2023年12月23日
認定NPO法人 気候ネットワーク
代表 浅岡 美恵

 2023年12月22日、株式会社JERA(以下「JERA」)は、横須賀市久里浜に建設した横須賀火力発電所2号機(石炭・65万kW)の営業運転を開始したことを発表した。これにより年間最大363万トンのCO₂の追加的な排出となる。地球規模の気温上昇や世界各地で多発する気象災害によって甚大な被害が生じている中で、温室効果ガスの排出を最大限減らさなければならない危機的状況であるにもかかわらず、それに逆行する石炭火力の新たな稼動は決して許されるものではなく、JERAとそれを認める国に対して厳重に抗議する。

 横須賀火力発電所2号機について、JERAは当初2024年2月の営業運転開始としていたが、今回その予定を2か月前倒しした。COP28直前の11月29日に実施した定例記者会見において、JERAの奥田久栄社長CEO兼COOは横須賀火力発電所2号機の営業運転を「冬のピークに間に合うように」前倒しするよう指示したことを明らかにしており、それに対応したものと見られる。

 資源エネルギー庁の今季の電力需給見通しでは、10年に一度の厳しい寒さを想定した電力需要に対する予備率は、北海道、東北、東京エリアで1月は5.2%、2月は5.7%と十分な電力が確保されていることが示されている。この想定では、横須賀火力2号機は供給力として含まれていない。ほか、トラブル続きの石炭ガス化複合発電プラント(IGCC)、勿来IGCC(52.5万kW)や広野IGCC(54.3万kW)も織り込まれていない。現状既に稼働中の発電所で「冬のピークへの対応」が可能であった中での、社会的必要性も緊急性もない稼動であると言える。

 さらに、今年12月に開催されたCOP28では、12月1日の首脳級ハイレベル・セグメントにおいて、岸田首相が石炭火力について「排出削減対策の講じられていない新規の国内石炭火力発電所の建設を終了」すると述べたばかりである。横須賀火力発電所2号機は「排出削減対策の講じられていない新規国内石炭火力発電所」そのものであり、2023年内に滑り込みのような形でJERAが稼動を開始させ、国がそれを認めるというのは、言行不一致の愚行である。
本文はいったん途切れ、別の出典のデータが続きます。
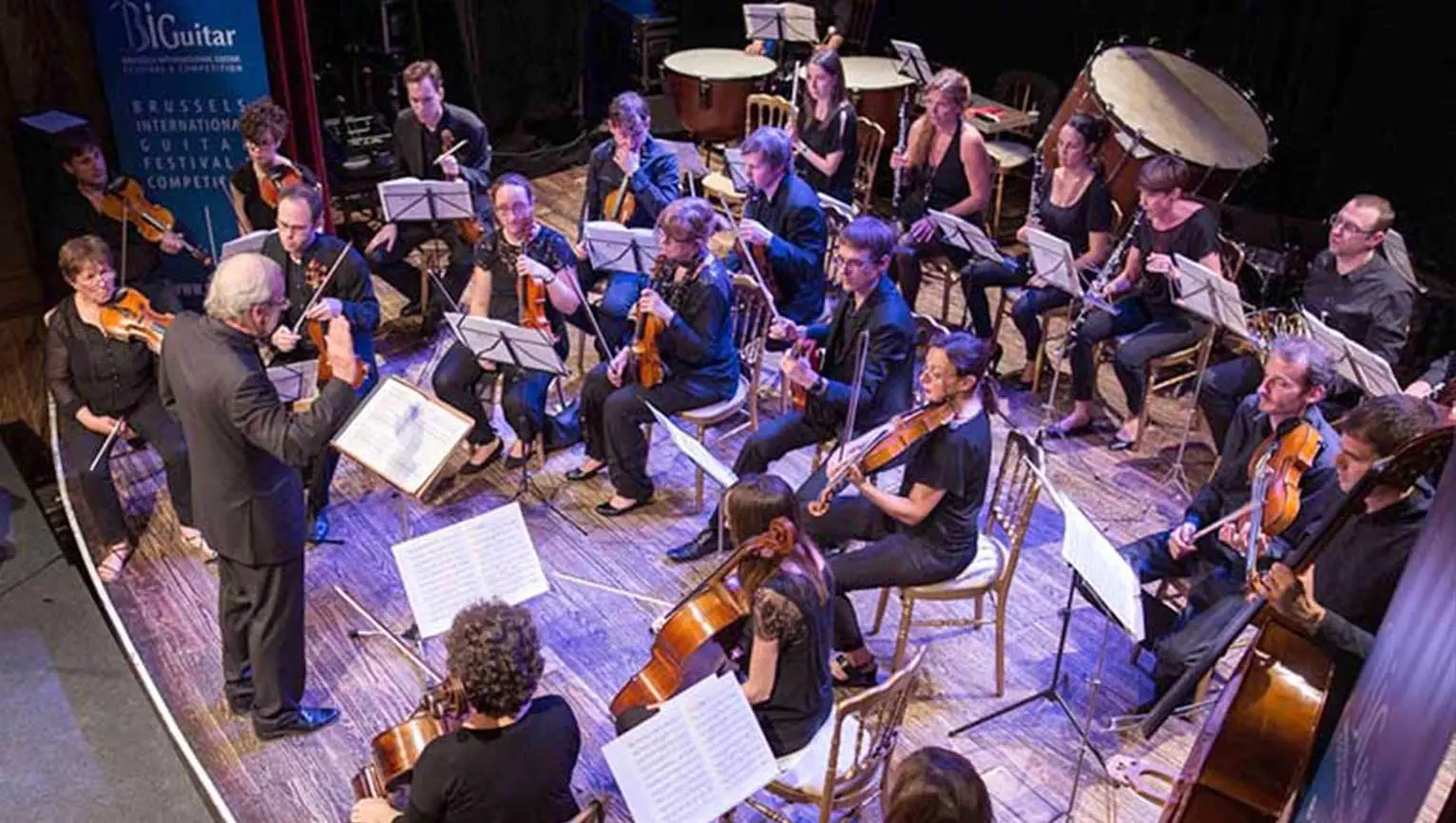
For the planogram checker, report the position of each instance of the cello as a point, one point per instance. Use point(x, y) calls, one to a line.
point(1254, 749)
point(703, 625)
 気温上昇を1.5℃未満に抑える目標に少しでも近づけるために、日本以外のG7各国は2030年までに全ての石炭火力発電所を廃止することを決めた。日本も、真の気候変動対策に取り組むことは不可避であり、横須賀石炭火力発電所を含む国内172基以上の石炭火力発電所を順次止めるべきである。

参考)

JERA:横須賀火力発電所2号機の営業運転開始について(2023年12月22日)

資源エネルギー庁:今夏の電力需給及び 冬季の見通しについて (2023年9月27日)

JERA:「2023年度下期 定例記者会見 要旨」(2023年11月29日)

首相官邸:COP28における首脳級ハイレベル・セグメント 岸田総理スピーチ(2023年12月1日)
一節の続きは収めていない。